When water flows very fast around sharp objects, like the edge of a boat’s rudder or a hydrofoil, something amazing happens. The pressure can drop so low that the water starts to boil, even when it’s cold. This creates bubbles of water vapor, a phenomenon called cavitation. This is very important to study because these bubbles can change how the water flows and can even damage the equipment. In shallow water, it gets even more complex because both the water surface above and the ground below affect how these bubbles form and disappear. Using powerful computer tools called Computational Fluid Dynamics (CFD), we can watch this happen in a simulation. This is much cheaper and easier than building and testing real parts. Our study focuses on Cavitation Around Wedge CFD in shallow water, and we will check our results against a trusted research paper [1] to make sure our computer model is very accurate.

• Reference [1]: Xin, C. H. E. N., L. I. Jie, and C. H. E. N. Ying. “Properties of natural cavitation flows around a 2-D wedge in shallow water.” Journal of Hydrodynamics, Ser. B6 (2011): 730-736.

Figure 1: Reference plot from the paper [1] showing experimental Drag and Lift coefficients used for the Cavitation Around Wedge CFD VALIDATION.

Simulation Process: Modeling Three-Phase Flow in a Cavitating System

To correctly simulate the Cavitation Around Wedge Fluent problem, we first had to build a digital world that included three different things: the air above the water, the liquid water itself, and the water vapor created by cavitation.
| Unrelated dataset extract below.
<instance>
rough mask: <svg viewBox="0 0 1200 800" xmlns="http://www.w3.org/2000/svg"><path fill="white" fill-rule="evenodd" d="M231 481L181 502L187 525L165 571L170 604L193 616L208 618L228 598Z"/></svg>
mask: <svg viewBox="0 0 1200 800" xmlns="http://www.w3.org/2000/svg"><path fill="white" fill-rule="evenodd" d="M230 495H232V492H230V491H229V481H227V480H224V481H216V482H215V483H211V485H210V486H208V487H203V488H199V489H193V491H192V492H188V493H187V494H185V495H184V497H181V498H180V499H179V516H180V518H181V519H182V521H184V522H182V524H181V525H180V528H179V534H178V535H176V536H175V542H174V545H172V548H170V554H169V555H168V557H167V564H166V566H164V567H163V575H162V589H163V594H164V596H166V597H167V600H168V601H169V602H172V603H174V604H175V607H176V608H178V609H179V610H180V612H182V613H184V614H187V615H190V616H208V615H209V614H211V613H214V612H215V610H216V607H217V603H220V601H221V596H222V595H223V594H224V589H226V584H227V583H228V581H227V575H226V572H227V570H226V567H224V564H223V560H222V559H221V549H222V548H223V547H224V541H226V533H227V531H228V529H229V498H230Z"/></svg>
To track all three at once, we used a special tool in ANSYS Fluent called the Volume of Fluid (VOF) multiphase model. First, we drew our testing area with the wedge inside it using Design Modeler. We made sure to create a very neat grid of small boxes, called a structured grid, especially around the wedge (Figure 2). This helps the computer make very accurate calculations. The most important part of our setup was telling the computer how and when the water should turn into vapor. For this, we used a special rule called the Schnerr-Sauer cavitation model. This model acts as the brain for the wedge cavitation CFD simulation, controlling the mass transfer between liquid and vapor based on the local pressure.

Figure 2: The structured mesh around the wedge, designed for high accuracy in the wedge cavitation CFD simulation

Post-processing: Validating Hydrodynamic Forces and Visualizing the Cavity

Our simulation predicted a drag coefficient of 0.0712 and a lift coefficient of 0.0873. A major achievement of this Cavitation Around Wedge CFD VALIDATION study is the incredibly small error when compared to the reference paper [1]—just 0.28% for drag and 2.1% for lift. This near-perfect match proves that our simulation doesn’t just look right; it accurately predicts the real-world forces acting on the structure, which is the most critical information for designing safe and efficient marine hardware. This high level of accuracy gives engineers strong confidence to use this method to avoid the damaging effects of cavitation and improve the performance of underwater vehicles.

The simulation results tell a clear story of cause and effect, starting with the flow of water and ending with the forces on the wedge. The main cause of everything we see is the high-speed water being forced around the sharp wedge. The immediate effect is a pocket of low pressure behind it, which allows cavitation to happen. Figure 4 shows this perfectly. The red area is the vapor bubble, or “cavity,” that our simulation predicted. We successfully captured its exact teardrop shape and its length, which is a key sign that our Schnerr-Sauer model is working correctly. This vapor bubble and the fast flow shown in Figure 3 (the bright yellow streak) are the cause of the drag and lift forces on the wedge. The ultimate effect is revealed in our force calculations.

Figure 3: Velocity magnitude contour from the Cavitation Around Wedge Fluent simulation, showing flow acceleration and a high-speed jet.

Figure 4: Vapor volume fraction contour illustrating the Cavitation Around Wedge CFD process, showing the distinct vapor pocket formation behind the wedge.